This strategy is used as an alternative to analysis, which is subject to expert entrainment (first fit pattern recognition based on abstract or outdated solution models). But rather than make analysis superfluous, as I had initially thought, narrative strategy raises the bar on the abilities of decision makers to interpret the sense of the story landscape they are given.
To navigate narrative landscapes successfully—especially when they grow beyond local spaces to take on continental dimensions through the scalability provided by the SenseMaker software—decision makers will need to develop abilities in interpretation we haven’t seen represented in our leaders in generations (if ever on this scale). Neither the facilitation process we learned on the first two days of the course, nor the software we got to know on the third day, do the work for us. On the contrary, they provide us with large quantities of signified raw material on a finely granular level to work with, and leaders will have to learn how to make sense of what they are given access to.
Because of this, as consultants we are going to have more, not less to do. Leaders will want to turn to someone to teach them hermeneutical skills (something definitely not taught in business schools), and training will take a new direction. Facilitators skilled in managing the pure process of communication will be given phenomenological material to ground their work in (helping to avoid the nebulousness facilitation processes can fall prey to when they become theoretical or purely psychological). But they will also need the experience to know how to keep discussions about stories from mirroring the fragmentation of the stories themselves, and to boil them down to safe-fail experiments for solutions. Even more importantly, consultants will have to prepare their clients to understand complex strategies approaches in advance of any particular project, as otherwise there will be no basis in a common understanding of the options to get a project off the ground.

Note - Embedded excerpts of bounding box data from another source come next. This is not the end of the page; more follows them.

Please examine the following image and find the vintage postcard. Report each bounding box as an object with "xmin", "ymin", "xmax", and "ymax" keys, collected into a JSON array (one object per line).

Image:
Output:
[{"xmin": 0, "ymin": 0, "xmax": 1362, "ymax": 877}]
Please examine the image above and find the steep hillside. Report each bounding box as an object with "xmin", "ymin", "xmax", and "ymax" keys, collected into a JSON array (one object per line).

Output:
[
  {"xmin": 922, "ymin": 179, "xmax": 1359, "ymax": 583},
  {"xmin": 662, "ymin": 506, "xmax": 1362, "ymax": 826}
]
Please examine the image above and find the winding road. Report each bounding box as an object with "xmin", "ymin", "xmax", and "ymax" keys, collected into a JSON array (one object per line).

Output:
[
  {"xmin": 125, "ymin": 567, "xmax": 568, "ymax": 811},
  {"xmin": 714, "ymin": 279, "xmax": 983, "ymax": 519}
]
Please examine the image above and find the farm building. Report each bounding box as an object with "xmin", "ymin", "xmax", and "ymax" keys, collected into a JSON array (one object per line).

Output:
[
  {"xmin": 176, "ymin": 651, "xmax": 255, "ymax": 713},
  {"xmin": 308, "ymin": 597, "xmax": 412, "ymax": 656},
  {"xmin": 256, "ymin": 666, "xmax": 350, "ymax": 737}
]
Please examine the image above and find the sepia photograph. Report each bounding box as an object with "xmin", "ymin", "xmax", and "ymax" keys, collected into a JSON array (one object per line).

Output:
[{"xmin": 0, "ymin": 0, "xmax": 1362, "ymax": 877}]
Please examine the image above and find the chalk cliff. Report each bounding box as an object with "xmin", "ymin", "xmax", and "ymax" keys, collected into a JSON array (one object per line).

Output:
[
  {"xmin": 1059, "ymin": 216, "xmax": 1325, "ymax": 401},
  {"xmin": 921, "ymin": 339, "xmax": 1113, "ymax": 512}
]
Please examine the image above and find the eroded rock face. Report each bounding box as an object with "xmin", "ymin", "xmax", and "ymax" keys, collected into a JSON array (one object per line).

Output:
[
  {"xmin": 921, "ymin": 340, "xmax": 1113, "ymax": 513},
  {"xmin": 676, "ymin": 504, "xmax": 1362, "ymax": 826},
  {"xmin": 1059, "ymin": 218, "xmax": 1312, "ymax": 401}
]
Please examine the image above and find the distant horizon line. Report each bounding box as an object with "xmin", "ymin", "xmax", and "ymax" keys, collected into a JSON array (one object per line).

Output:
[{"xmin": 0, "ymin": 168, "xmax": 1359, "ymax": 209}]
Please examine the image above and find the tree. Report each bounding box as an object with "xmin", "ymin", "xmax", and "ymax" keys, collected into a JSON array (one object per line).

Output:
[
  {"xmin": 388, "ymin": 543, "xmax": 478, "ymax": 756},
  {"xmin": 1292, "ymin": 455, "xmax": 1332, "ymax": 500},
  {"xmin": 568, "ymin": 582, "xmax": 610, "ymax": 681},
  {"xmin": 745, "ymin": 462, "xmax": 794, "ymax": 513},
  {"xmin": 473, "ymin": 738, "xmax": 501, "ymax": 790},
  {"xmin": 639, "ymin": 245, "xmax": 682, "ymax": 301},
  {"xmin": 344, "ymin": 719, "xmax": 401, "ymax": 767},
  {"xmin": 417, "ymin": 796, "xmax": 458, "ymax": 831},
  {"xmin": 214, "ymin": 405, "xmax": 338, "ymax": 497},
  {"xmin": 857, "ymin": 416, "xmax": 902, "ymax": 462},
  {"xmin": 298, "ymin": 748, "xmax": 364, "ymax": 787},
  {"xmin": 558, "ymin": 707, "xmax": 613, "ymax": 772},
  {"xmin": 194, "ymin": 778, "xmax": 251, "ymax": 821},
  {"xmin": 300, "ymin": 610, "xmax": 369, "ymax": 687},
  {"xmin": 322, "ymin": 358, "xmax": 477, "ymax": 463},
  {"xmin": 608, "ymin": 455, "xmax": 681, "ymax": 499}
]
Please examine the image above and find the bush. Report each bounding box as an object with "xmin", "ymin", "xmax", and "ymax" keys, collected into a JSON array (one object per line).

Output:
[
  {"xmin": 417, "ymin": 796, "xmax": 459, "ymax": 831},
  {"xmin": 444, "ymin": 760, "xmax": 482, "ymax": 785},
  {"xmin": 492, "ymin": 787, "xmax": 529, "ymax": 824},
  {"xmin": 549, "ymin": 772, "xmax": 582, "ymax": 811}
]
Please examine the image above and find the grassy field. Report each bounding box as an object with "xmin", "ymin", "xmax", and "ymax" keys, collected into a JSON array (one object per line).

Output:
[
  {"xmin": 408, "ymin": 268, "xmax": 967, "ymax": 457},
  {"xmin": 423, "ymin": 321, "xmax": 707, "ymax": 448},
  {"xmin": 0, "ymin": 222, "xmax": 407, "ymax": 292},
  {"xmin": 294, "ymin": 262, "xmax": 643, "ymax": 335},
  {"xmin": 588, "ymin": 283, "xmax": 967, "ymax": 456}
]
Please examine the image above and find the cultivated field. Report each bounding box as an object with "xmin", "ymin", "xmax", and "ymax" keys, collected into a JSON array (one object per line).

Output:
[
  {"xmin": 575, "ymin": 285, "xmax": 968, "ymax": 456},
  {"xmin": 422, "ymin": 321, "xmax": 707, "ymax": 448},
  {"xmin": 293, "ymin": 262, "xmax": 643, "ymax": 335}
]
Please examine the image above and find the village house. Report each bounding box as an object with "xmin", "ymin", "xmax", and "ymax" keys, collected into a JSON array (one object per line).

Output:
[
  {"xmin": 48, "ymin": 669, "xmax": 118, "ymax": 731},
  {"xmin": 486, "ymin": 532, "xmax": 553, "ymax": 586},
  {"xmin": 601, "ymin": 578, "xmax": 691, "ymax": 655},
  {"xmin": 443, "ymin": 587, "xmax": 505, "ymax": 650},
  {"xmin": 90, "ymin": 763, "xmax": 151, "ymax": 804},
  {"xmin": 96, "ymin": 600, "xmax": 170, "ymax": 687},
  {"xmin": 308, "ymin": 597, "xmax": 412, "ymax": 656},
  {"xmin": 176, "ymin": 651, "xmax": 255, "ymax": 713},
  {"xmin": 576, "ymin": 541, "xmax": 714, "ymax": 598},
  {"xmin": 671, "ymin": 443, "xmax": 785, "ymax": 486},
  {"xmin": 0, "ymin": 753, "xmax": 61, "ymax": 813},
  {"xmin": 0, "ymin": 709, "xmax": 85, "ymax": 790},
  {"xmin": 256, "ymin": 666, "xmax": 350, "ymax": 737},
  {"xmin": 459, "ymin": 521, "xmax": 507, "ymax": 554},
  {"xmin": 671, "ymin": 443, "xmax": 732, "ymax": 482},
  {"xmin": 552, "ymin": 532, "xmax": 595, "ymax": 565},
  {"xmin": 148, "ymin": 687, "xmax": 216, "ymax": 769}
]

A colleague with many years of experience in strategy consulting, who accompanied me to the seminar, reflected over coffee in the evening that interpretation and coaching is what (his kind of) strategy consulting has always been about. Benchmarking, four-field matrices and the myriad of other analytic tools have been but trojan horses used to enter the gates in the walls of scientific management that have been erected around business over the past years, behind which the actual job of decision making and consulting gets done. Especially in the large consultancies, this entry tactic has been confused with the strategic work it is meant to lead to. Billing kpi’s destroy not only innovation, but also the good judgement that develops over many years of practice in interpreting complex realities and experimenting with solutions.
The Cognitive Edge approach puts the living, messy reality of human doing at the centre of the management and consulting stage again—and gives us some good approaches to hand to get back to the business of learning good judgment and experimental process in dealing with business, government and social challenges.